A Summary of Ohio Divorce Laws
Child Support Calculator
Grounds for Divorce Under Ohio Divorce Laws
Divorce Advice for Men in the State of Ohio
The first thing you should know about Ohio’s divorce laws are the two available methods for breaking up a marriage. The first is a simplified divorce, which may be undertaken if both of you come to an agreement on all the necessary terms – such as division of property, alimony, and what to do with any children you may have together. If you are both able to agree to all terms, you may jointly file a petition for dissolution of marriage.
Both of you must sign the petition attach a separation agreement providing for division of property, spousal support, allocation of parental rights, visitation and custody, and child support. You must then both appear before the court. If the court is satisfied with your testimony, you’ll be granted a dissolution of marriage.
If you can’t agree on all of the details mentioned above, you or your spouse may file for a divorce under any of the following grounds according to Ohio divorce laws:
- Abandonment of one party for one year
- Extreme cruelty
- Fraudulent contract (this means one or both of you lied or withheld important information in order to “trick” the other person into marriage)

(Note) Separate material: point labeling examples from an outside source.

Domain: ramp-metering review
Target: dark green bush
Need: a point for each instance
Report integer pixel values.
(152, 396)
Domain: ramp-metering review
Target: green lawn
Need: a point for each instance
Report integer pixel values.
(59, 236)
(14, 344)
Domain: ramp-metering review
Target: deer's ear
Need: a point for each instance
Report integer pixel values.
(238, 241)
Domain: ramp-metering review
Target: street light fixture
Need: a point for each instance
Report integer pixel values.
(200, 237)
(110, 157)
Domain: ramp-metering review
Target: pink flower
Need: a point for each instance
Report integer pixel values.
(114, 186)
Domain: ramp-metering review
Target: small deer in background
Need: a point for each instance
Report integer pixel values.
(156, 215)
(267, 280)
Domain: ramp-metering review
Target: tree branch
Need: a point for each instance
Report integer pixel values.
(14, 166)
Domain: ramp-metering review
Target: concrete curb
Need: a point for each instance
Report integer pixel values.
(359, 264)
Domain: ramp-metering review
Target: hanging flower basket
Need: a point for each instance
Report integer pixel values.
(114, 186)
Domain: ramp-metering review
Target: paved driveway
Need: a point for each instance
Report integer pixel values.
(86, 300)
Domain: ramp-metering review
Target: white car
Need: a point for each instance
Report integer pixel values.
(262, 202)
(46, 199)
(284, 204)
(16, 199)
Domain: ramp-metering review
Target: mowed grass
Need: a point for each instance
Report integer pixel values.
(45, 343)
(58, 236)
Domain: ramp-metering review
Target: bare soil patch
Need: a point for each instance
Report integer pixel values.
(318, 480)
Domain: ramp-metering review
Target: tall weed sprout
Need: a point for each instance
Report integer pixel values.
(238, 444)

- Gross neglect of duty (in Ohio, this means one of you intentionally denies support of any kind to the other despite being capable of doing so)
- Habitual drunkenness
- Imprisonment of the adverse party
- One spouse obtains a divorce outside the State, which releases that person from the obligations of marriage while the obligations remained binding on the other person
- Living separate and apart without co-habitation for one year without interruption
- Incompatibility of the parties
The person filing for divorce must be a resident of the State of Ohio for at least six months. You must also be a resident of the county in which the complaint is filed for at least 90 days immediately prior to the filing of the complaint.

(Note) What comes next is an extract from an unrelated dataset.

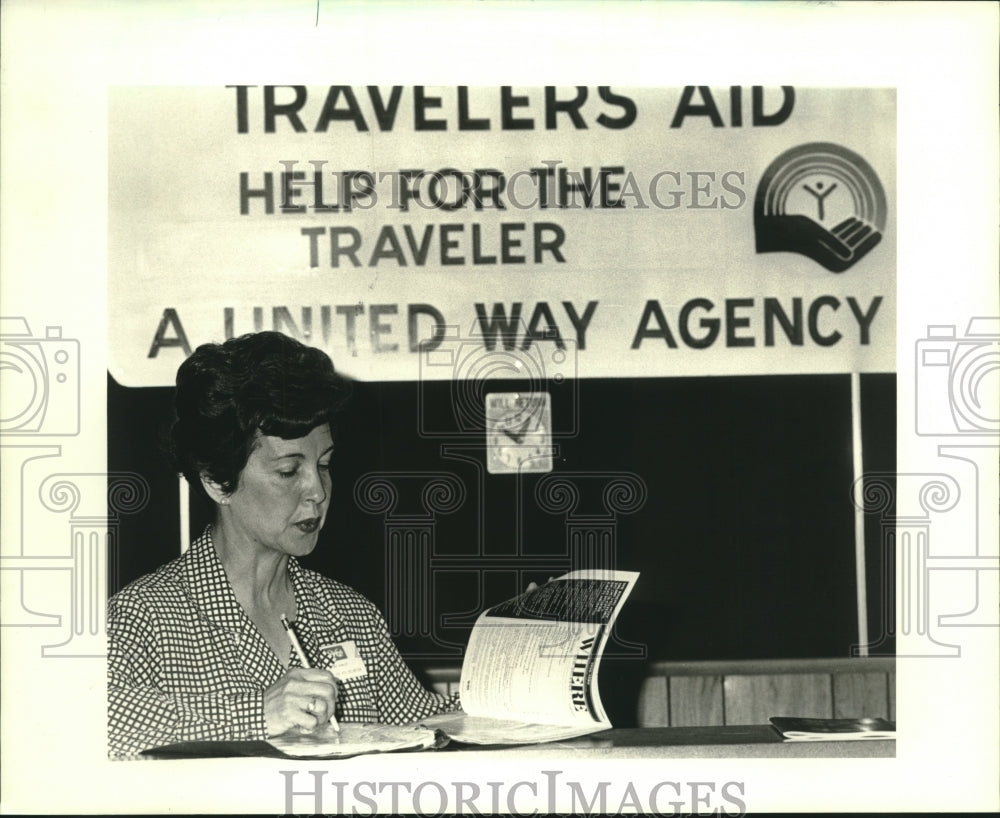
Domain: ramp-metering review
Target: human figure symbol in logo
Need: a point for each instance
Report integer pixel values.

Name of Court and Title of Action/Parties
The place where you file for divorce is called the Court of Common Pleas. The one who is filing for the divorce is known as the Plaintiff. The other party is the Defendant. If you are filing for dissolution of marriage together, you are known as Co-Petitioners.

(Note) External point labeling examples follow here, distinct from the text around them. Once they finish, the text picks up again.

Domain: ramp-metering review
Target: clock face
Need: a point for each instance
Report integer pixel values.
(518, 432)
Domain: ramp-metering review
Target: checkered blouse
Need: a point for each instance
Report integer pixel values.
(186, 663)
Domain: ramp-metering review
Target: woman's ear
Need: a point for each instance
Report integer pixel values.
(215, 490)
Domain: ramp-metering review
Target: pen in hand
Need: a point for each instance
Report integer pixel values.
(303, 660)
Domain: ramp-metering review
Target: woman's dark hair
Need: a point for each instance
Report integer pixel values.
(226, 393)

The action that starts the divorce process is called a Complaint. The action that starts the process for dissolution of marriage is called a Petition. The action that finalizes a no-fault divorce is called the Decree of Divorce. In contested cases, a Decree of Dissolution of Marriage is entered to finalize the divorce.
Legal separation in the State of Ohio may be granted based on the same grounds as for divorce in accordance with Ohio divorce laws.
The court will make a decision of alimony after careful consideration of the following factors:
- The income of the parties
- The relative earning abilities of the parties
- The ages and physical, mental and emotional condition of the parties
- The retirement benefits of the parties
- The duration of the marriage
- The extent to which it would be inappropriate for a party to seek outside employment due to custody of a minor child
- The standard of living established during the marriage
- The relative extent of education of the parties
- The relative assets and liabilities of the parties
- The contribution of each party to the education, training, or earning ability of the other party
- The time and expense necessary for the spouse seeking alimony to acquire education, training or job experience to enable that spouse to obtain appropriate employment
- The tax consequences to the parties
- The lost income production capacity due to marital responsibilities
- Any other factors the court deems appropriate and relevant to making this decision
Distribution of Property
The court will divide marital property between the two of you after consideration of the following factors:
- The duration of the marriage
- The assets and liabilities of the spouses
- The desirability of awarding the family home, or the right to reside in the family home for reasonable periods of time, to the spouse with custody of the children of the marriage
- The liquidity of the property to be distributed
- The economic desirability of retaining intact an asset or an interest in an asset
- The tax consequences of the property division upon the respective awards to be made to each spouse
- The costs of sale, if it is necessary that an asset be sold to effectuate an equitable distribution of property
- Any division or disbursement of property made in a separation agreement that was voluntarily entered into by the spouses
- Any other factors the court finds to be relevant
The court will award custody to one or both parents based on many factors, including, but not limited to, the following:
- The wishes of the child’s parents
- The wishes of the child
- The child’s interaction and interrelationship with parents, siblings and any other person who may significantly affect the child’s best interests
- The child’s adjustment to home, school and community
- The mental and physical health of all involved
- Which parent is more likely to honor and facilitate court-approved parenting time rights or visitation and companionship rights
- Whether either parent has failed to make all child support payments, including arrearages
- Whether either parent has been convicted of a criminal offense that resulted in the child being an abused or neglected child
- Whether the residential parent has continuously and willfully denied the other parent’s right to parenting time in accordance with a court order
- Whether either parent has established a residence or is planning to establish a residence outside of the State of Ohio
After the court issues or changes a child support order, the next step is for the court to calculate the amount of the monthly child support obligation in accordance with the basic child support schedule.
Where children are involved, the court may order the parties to take part in family counseling during the course of the proceedings or for any reasonable length of time.
The court shall, upon request, allow for restoration of any name used prior to the marriage.